One of the best places to find horses with unusual coloring is on trail rides. In many breeds, traditional colors dominate the show ring, but among the horses used for pleasure riding, there is often a lot more variation. That is what I was hoping to find at the recent Latta Plantation Poker Run. I got there a little too early to see many horses, but I did get these pictures of “Peaches”, a Rocky Mountain Horse.

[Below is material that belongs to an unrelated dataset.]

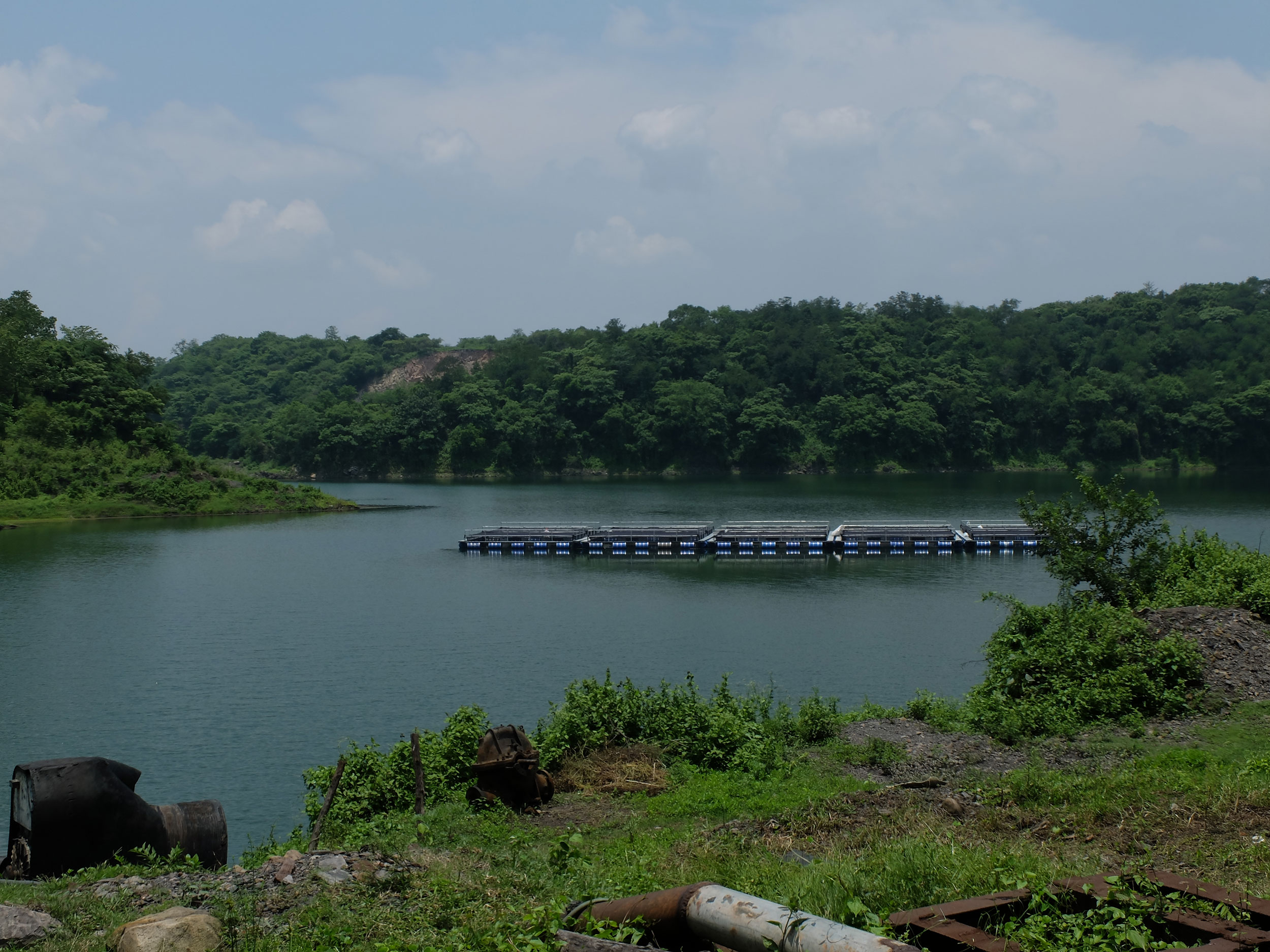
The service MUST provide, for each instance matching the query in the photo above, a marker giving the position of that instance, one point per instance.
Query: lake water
(224, 655)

I wanted to share her because she is a really good example of what happens to silver dilutes with age. Peaches is a buckskin silver, and according to her owner, she is seventeen. I apologize for the extreme in perspective (my camera has been out of whack in that regard for a while), but I wanted to show just how dark her tail was. Pale manes and tails tend to darken with age, and silvers are no exception. It is not unusual to find an aged silver with a tail almost indistinguishable from a non-diluted horse of the same color. The manes usually keep their lighter ends, but it might be a stretch to call them flaxen. It could also be easily mistaken for sun-fading.


a close-up of the head of a silver and cream diluted Rocky Mountain Horse

Peaches also had a really cool trait that seems to be more common in horses carrying two separate dilution genes (silver and cream in this case), but it can be found in horses without any dilution at all. That is a hazel eye.